Safety catch! he remembered. He slid it off, pointed the gun at the window, gripped tightly and squeezed first the right trigger, then the left one, hearing the sharp click each time.
Kneeling, he pushed the gun under the bed, far enough in so that it was out of sight. Next he took the box of ammunition from the cabinet, broke it open and put four cartridges in the drawer in his bedside table. Then he put the box back in the cabinet, locked it, and put the keys back in place beneath his handkerchiefs.
He sat on the bed for some moments, thinking what else he could do, what other precautions he could take, and all the time hoping to hell he was just overreacting, that this American had been innocent. In all likelihood they were worrying about nothing. Hell, his mother-in-law had never been to the States, she didn’t like to fly, so she could have mistaken his accent.
He went downstairs to the kitchen where Naomi was making a late snack lunch for them all and Luke and Phoebe were sitting at the kitchen table
Leaning against the Aga for warmth, he said to his mother-in-law, ‘Anne, this man who came to the door – he was definitely American?’
‘Very definitely.’ She was emphatic.
John thought for a moment. ‘You said he was looking for an address – he was lost or something?’
‘Yes,’ she said. ‘John, it is pretty confusing around here, first time you come.
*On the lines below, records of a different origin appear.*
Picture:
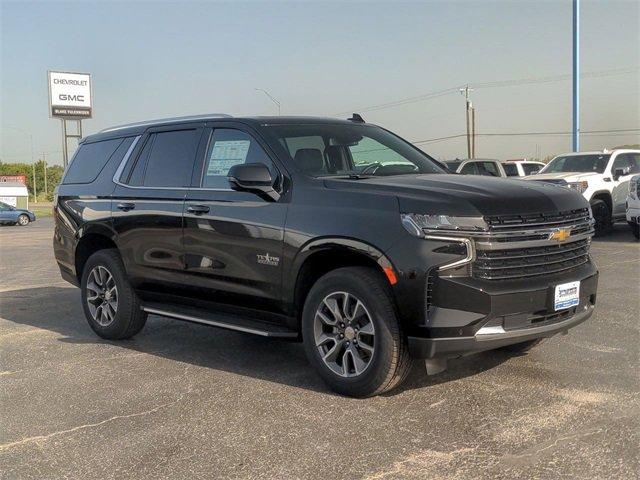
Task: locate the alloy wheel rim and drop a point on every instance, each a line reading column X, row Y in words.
column 102, row 296
column 344, row 334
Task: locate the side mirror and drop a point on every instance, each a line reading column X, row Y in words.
column 617, row 173
column 252, row 177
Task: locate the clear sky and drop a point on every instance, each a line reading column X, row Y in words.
column 151, row 60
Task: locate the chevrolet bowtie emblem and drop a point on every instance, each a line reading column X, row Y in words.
column 560, row 234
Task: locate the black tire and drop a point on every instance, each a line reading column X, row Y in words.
column 602, row 216
column 129, row 318
column 390, row 363
column 520, row 348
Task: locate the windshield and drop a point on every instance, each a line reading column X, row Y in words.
column 453, row 164
column 338, row 149
column 510, row 169
column 578, row 163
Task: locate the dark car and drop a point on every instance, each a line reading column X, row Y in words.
column 10, row 215
column 336, row 233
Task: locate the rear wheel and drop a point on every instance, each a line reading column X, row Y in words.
column 351, row 333
column 521, row 347
column 111, row 306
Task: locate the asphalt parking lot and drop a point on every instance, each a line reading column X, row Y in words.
column 186, row 401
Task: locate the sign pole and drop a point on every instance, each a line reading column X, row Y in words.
column 65, row 152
I got lost, too. You’re not very well signposted.’
‘I don’t think he was lost,’ Phoebe said sharply, without looking away from the television.
There was a brief silence. ‘Did you see this man, Phoebe?’ Naomi asked.
‘You don’t have to see someone to know they’re not lost,’ Phoebe said scornfully.
‘So why do you think he wasn’t lost, Phoebe?’ John asked.
Still without moving her eyes from the television, Phoebe flapped away his question with her hand. ‘We’re watching the show, please stop interrupting.’
John and Naomi exchanged a glance. He saw his mother-in-law smiling at her impertinence.
Insolence.
He should have slapped Phoebe down for it, so should Naomi, but it was still a major achievement to get the children to speak at all, still a novelty to hear them.
‘It was a farm he was looking for?’ John said.
‘I think that’s what he said. And – oh yes – feed!’
‘Feed?’
‘Agricultural feed – he was selling agricultural feed!’ Then her brow furrowed. ‘Although I have to say he really didn’t look a terribly rural type.’